Although Keoghan, 31, was undergoing a serious health scare, the film's director, Martin McDonagh, noted that while dealing with a stressful situation, he always remained calm.

"He seemed to shrug it off," McDonagh recalled about visiting him before filming. "We were only about four days out from shooting, and his arm was puffed up. But he was like, 'Yeah, no, I'm going to be fine—I'll see you on Tuesday.'"

"I went to the hospital thinking, S— is he going to die? Let alone, is he going to make the movie. But I came out of there energized and looking forward to it." According to Keoghan, McDonagh also advised him to "remember" the experience once he got "nominated for an Oscar." 

Elsewhere in the interview, the Irish actor was asked if becoming a leading man makes it difficult to find things to dream of, to which he replied that it doesn't. "I don't want to get to a place of fulfillment, weirdly," he replied. "I want to keep chasing this f— thing, whatever it is."
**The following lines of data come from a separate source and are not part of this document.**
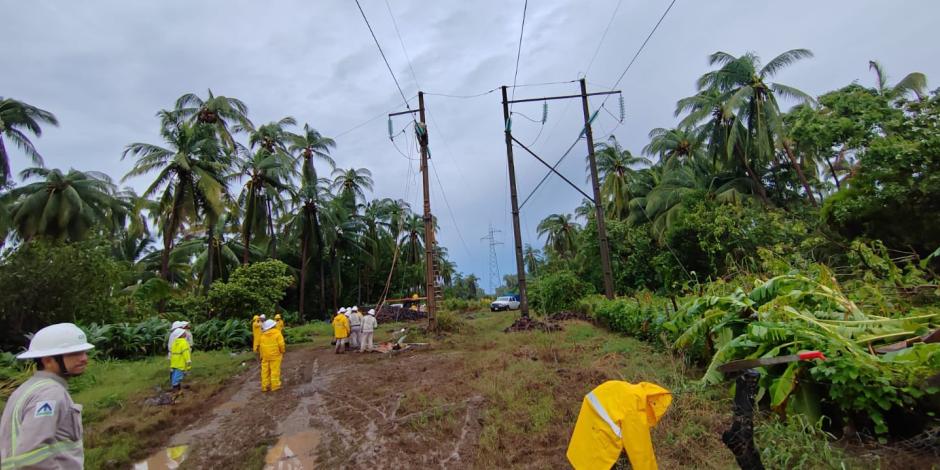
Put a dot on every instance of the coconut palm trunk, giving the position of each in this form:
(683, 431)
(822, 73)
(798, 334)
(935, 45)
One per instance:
(799, 172)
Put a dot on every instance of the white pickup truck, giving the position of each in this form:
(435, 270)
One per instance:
(507, 302)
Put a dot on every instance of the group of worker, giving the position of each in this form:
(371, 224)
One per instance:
(353, 330)
(268, 343)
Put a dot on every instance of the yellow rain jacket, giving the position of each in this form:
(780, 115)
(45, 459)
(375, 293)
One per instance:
(180, 354)
(617, 415)
(255, 332)
(340, 326)
(271, 347)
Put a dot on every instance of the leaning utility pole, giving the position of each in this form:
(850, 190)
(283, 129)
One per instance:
(514, 198)
(596, 199)
(431, 279)
(494, 261)
(421, 131)
(598, 202)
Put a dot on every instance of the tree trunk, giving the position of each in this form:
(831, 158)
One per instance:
(210, 259)
(303, 272)
(761, 192)
(273, 247)
(799, 172)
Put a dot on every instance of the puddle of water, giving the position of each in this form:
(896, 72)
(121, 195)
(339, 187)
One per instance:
(167, 459)
(293, 452)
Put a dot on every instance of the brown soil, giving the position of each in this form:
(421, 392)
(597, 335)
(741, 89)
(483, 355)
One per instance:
(529, 324)
(339, 411)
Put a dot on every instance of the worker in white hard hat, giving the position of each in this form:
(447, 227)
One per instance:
(41, 426)
(369, 323)
(355, 327)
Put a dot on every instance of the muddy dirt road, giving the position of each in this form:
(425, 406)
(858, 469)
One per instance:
(334, 411)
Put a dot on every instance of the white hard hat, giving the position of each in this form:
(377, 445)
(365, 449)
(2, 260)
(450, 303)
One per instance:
(61, 338)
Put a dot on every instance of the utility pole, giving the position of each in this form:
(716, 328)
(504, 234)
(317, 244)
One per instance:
(421, 131)
(598, 202)
(596, 199)
(494, 262)
(514, 198)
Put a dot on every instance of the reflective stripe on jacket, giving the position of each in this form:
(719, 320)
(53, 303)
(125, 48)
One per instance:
(41, 426)
(255, 333)
(180, 357)
(617, 416)
(369, 323)
(272, 344)
(340, 326)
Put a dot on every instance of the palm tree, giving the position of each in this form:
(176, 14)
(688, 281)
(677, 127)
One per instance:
(216, 112)
(349, 184)
(308, 145)
(743, 86)
(560, 232)
(64, 206)
(674, 145)
(190, 177)
(341, 235)
(914, 82)
(268, 170)
(531, 257)
(614, 167)
(662, 199)
(16, 119)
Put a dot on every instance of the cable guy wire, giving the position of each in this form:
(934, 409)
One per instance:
(383, 55)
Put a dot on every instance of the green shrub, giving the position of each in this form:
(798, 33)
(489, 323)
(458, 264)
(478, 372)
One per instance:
(798, 443)
(252, 289)
(557, 291)
(42, 283)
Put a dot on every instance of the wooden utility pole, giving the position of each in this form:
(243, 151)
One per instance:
(431, 279)
(598, 202)
(514, 198)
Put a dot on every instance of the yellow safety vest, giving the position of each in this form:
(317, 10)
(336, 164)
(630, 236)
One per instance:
(617, 416)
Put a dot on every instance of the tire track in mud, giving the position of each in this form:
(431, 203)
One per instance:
(334, 411)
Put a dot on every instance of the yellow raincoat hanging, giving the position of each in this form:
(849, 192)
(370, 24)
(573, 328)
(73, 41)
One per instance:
(617, 416)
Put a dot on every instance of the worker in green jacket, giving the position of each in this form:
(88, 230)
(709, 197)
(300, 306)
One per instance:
(41, 426)
(180, 356)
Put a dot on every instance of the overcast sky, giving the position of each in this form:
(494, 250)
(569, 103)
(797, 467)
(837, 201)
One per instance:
(106, 67)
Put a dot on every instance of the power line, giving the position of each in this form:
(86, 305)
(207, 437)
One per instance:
(357, 126)
(383, 54)
(400, 41)
(603, 36)
(639, 50)
(642, 46)
(515, 75)
(449, 210)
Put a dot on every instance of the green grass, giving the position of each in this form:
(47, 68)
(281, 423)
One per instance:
(118, 427)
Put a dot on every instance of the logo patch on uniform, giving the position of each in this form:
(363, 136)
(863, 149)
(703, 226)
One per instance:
(45, 408)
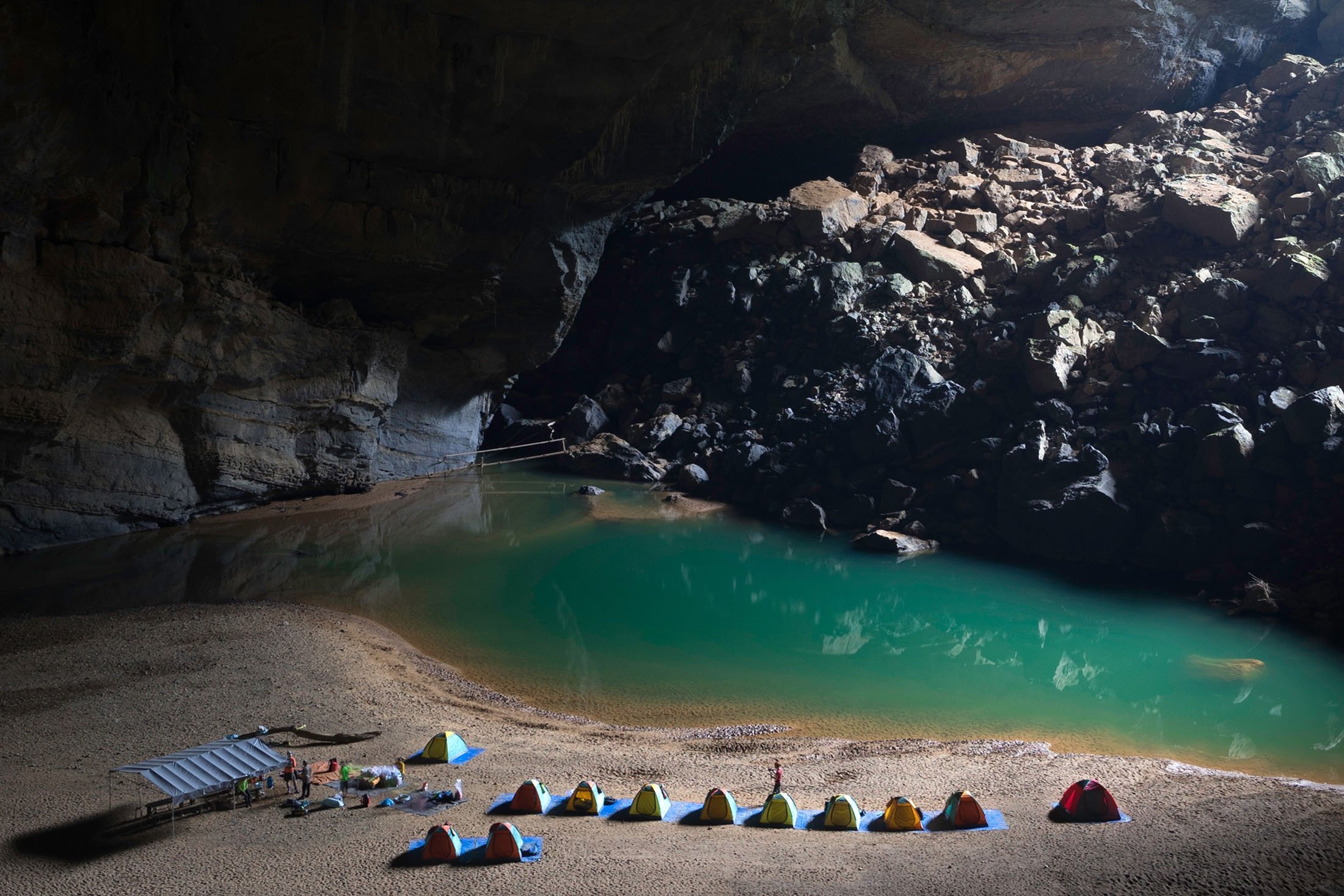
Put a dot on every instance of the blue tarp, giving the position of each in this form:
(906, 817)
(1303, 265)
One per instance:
(557, 806)
(207, 769)
(473, 850)
(1074, 821)
(688, 813)
(472, 752)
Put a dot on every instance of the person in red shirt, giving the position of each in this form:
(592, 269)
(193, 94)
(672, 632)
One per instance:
(291, 776)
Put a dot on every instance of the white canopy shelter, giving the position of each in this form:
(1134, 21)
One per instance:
(206, 769)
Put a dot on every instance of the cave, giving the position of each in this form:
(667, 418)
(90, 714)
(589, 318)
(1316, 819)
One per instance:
(1050, 286)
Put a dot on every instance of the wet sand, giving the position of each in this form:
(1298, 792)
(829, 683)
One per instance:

He added that he wants to be motivated, respected, admired, and appreciated for his talent, as well as for pushing himself and going beyond. "Those boundaries within yourself—like, Can I do this? This role is physical, this role requires this accent," he said. "I'd love to do a part where I've physically transformed."

Keoghan admitted that he enjoys the praise and recognition but is hesitant about enjoying it excessively. "You can get caught up in it, and it's kind of dangerous in that sense," he says. This is why he makes his hotel bed every morning, even though he knows the staff will come around and change it themselves. "It's just to start your day good, to kind of bring you back to gravity," he said. "At least I've made it. It's small, simple stuff like that, keeps you from floating away."